Ландау до своего ареста переехал в Москву и возглавил теоретическую группу нового института Капицы. В день его ареста, 28 апреля 1938 г., Капица написал Сталину письмо с просьбой об освобождении. Он указывал, что Ландау и Фок — два самых сильных советских теоретика и что их потеря будет очень ощутимой как для Института, так и для советской и мировой науки. «Конечно, ученость и талантливость, как бы велики они ни были, не дают права человеку нарушать законы своей страны, и, если Ландау виноват, он должен ответить, — продолжал Капица. — Но я очень прошу вас, ввиду его исключительной талантливости, дать соответствующие указания, чтобы к его делу отнеслись очень внимательно». Письмо Капицы было и смелым, и умным. Он объяснил, каким образом Ландау мог нажить себе врагов: «…Следует учесть характер Ландау, который, попросту говоря, скверный, — писал Капица. — Он задира и забияка, любит искать у других ошибки и когда находит их, в особенности у важных старцев, вроде наших академиков, то начинает непочтительно дразнить»{201}. Капица продолжал прилагать усилия, чтобы защитить Ландау, который был освобожден ровно через год после своего ареста. Капице пришлось написать короткое письмо на имя Л.П. Берии, нового главы НКВД, в котором он поручился за лояльное поведение Ландау{202}.

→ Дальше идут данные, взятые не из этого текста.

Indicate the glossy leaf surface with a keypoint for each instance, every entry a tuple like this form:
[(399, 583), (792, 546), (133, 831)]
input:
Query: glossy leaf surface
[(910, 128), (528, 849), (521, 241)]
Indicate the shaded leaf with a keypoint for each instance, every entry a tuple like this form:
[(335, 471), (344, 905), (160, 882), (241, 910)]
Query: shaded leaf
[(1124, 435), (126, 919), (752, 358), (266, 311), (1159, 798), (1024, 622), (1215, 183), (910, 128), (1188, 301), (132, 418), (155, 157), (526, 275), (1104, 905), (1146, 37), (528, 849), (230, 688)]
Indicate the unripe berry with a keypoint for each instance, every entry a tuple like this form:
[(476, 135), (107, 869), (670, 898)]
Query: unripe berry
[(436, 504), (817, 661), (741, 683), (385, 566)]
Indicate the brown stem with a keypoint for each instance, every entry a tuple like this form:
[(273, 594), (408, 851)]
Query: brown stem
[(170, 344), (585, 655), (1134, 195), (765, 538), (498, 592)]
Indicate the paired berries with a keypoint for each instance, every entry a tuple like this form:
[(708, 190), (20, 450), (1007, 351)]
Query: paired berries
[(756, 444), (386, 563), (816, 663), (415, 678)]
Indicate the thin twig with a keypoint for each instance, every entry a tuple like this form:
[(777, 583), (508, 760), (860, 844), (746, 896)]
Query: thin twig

Шубникова, Розенкевича и Горского расстреляли 8, 9 и 10 ноября 1937 г.{203} Лейпунский был арестован в июле 1938 г. и освобожден месяцем позже. Обреимов, которого арестовали тоже в 1938 г., благодаря усилиям Капицы был выпущен на свободу в мае 1941 г. Вайсберга и Хаутерманса передали в руки гестапо вскоре после заключения в августе 1939 г. советско-германского пакта{204}. Результаты проведенной в институте чистки оказались сокрушительными: потенциал УФТИ необычайно понизился, и он утратил то положение исследовательского центра, о котором мечтали ведущие ученые несколькими годами ранее. В канун открытия деления ядер советские руководители разрушили один из наиболее важных физических институтов страны.
V
В начале и середине 30-х годов ведущие физические институты были частью сети научно-исследовательских институтов в структуре промышленных комиссариатов. Академия наук не имела в своем составе ни одного большого физического института. В начале 30-х годов Георгий Гамов попытался создать Институт теоретической физики на базе физического отдела Ленинградского физико-математического института, но Иоффе и Рождественский подавили его инициативу. Все же в результате возникшей дискуссии Академия наук в 1932 г. предложила организовать физический институт Сергею Вавилову{205}. (Сергей Вавилов — брат Николая Вавилова, всемирно известного генетика и растениевода, который был главной мишенью нападок Лысенко. Николая Вавилова арестовали в 1940 г., и он умер в тюрьме в январе 1943 г.) Вавилов, интересы которого были связаны с явлениями люминесценции и природой света, был одаренным организатором и намеревался превратить маленький физический отдел, где работала группа исследователей, в большой институт. Проблематика исследований института охватывала бы все важные области физики. Когда в 1934 г. Академия переехала в Москву, физический отдел, руководимый Вавиловым, переместился туда вместе с ней и стал отдельным институтом — Физическим институтом Академии наук (ФИАН). Многие ведущие физики Москвы, включая Мандельштама и Тамма, вошли в его штат{206}.
Поскольку Вавилов хотел, чтобы его институт занимался исследованиями наиболее важных областей физики, он уговорил некоторых из своих молодых сотрудников, в том числе Павла Черенкова и Илью Франка, начать работать в области ядерной физики. По предложению Вавилова Черенков исследовал люминесценцию растворов солей урана, возникающую под действием гамма-лучей. При этом он открыл «черенковское излучение» — голубое свечение, испускаемое под действием пучка высокоэнергичных заряженных частиц, проходящих через прозрачную среду, подобно головной волне, образующейся при движении судна по воде. Тамм и Франк вскоре развили теорию, объясняющую данный эффект. За эту работу в 1958 г. они с Черенковым получили Нобелевскую премию по физике{207}.[47]